Customer self-service technologies have been around for a long time, but they fail to empower customers to resolve their own problems because they are not nearby, not quick, and not easy-to-use. Usually such technologies are tacked onto websites as “help islands” like knowledge bases, FAQs, and forums, and customers must put in a lot of work to find the answers they need.

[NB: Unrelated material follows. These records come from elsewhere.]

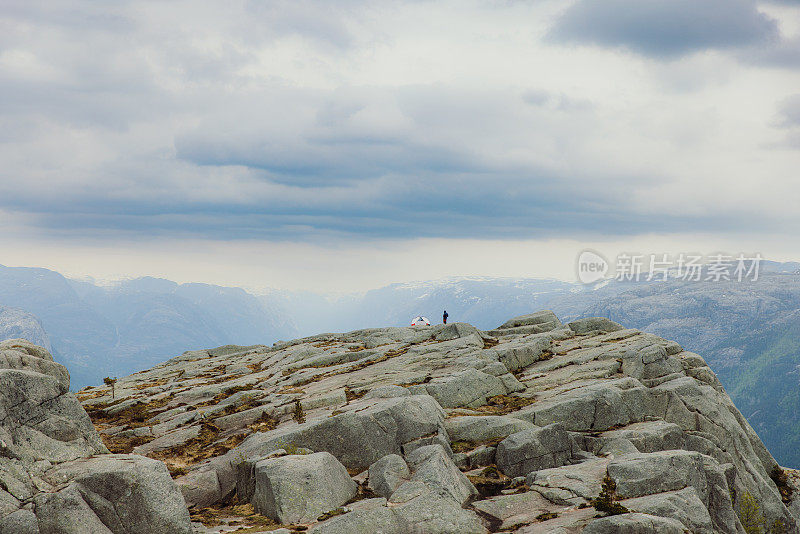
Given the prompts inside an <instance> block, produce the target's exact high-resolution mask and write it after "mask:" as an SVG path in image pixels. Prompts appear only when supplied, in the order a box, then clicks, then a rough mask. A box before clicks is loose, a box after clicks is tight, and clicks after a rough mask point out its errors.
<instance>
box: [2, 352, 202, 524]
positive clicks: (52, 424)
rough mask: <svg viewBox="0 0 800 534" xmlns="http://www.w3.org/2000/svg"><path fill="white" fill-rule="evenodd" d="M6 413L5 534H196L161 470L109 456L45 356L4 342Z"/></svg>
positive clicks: (185, 512)
mask: <svg viewBox="0 0 800 534" xmlns="http://www.w3.org/2000/svg"><path fill="white" fill-rule="evenodd" d="M0 413H2V419H1V420H0V533H2V534H6V533H7V534H56V533H59V534H62V533H66V534H73V533H74V534H84V533H85V534H91V533H114V534H117V533H119V534H146V533H155V532H170V533H177V534H181V533H187V534H188V533H191V532H192V525H191V520H190V517H189V512H188V510H187V508H186V503H185V501H184V499H183V495H182V494H181V492H180V491H179V490H178V487H177V485H176V484H175V482H174V481H173V480H172V478H171V477H170V474H169V471H168V470H167V467H166V466H165V465H164V463H162V462H159V461H157V460H153V459H150V458H146V457H144V456H137V455H133V454H109V451H108V449H107V448H106V447H105V445H104V444H103V441H102V440H101V438H100V435H99V434H98V433H97V431H96V430H95V428H94V426H93V425H92V422H91V420H90V419H89V416H88V415H87V414H86V412H85V411H84V409H83V408H82V407H81V405H80V403H79V402H78V399H77V398H76V397H75V395H74V394H72V393H70V392H69V373H68V372H67V370H66V369H65V368H64V367H63V366H62V365H60V364H58V363H55V362H54V361H53V357H52V356H51V355H50V353H49V352H47V351H46V350H45V349H43V348H41V347H37V346H34V345H32V344H30V343H28V342H27V341H25V340H20V339H15V340H8V341H3V342H2V343H0Z"/></svg>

AnswerDash takes a different approach. It puts self-service Q&A right on the site, not sequestered away on a help island. It operates almost entirely by clicking (or tapping)—much faster and easier than typing and searching. AnswerDash shows the most popular questions within one click, and also gives context-sensitive Q&A on any page object with another click. This capability also reveals exactly where on websites customers become confused, enabling companies to make targeted design improvements.

If a customer cannot find the answer she needs, she can choose to ask a question over email, engage in live chat, or pick up the phone. But these conversations are a last resort. Self-service, when done right, should always come first.

Embrace Your Customers’ Goals to Achieve Your Own

Yes, let’s have conversations with our customers when they need help. But only as a last resort. Better is to prevent the need for conversations in the first place. Self-service tools like AnswerDash empower customers to resolve their problems and achieve their goals, teaching companies where better design is needed to prevent future problems from arising.

It is so easy to be consumed with our own goals as companies. We forget our one primary goal should always be to embrace the goals of our customers. When our customers win, we win, and that should always be our focus.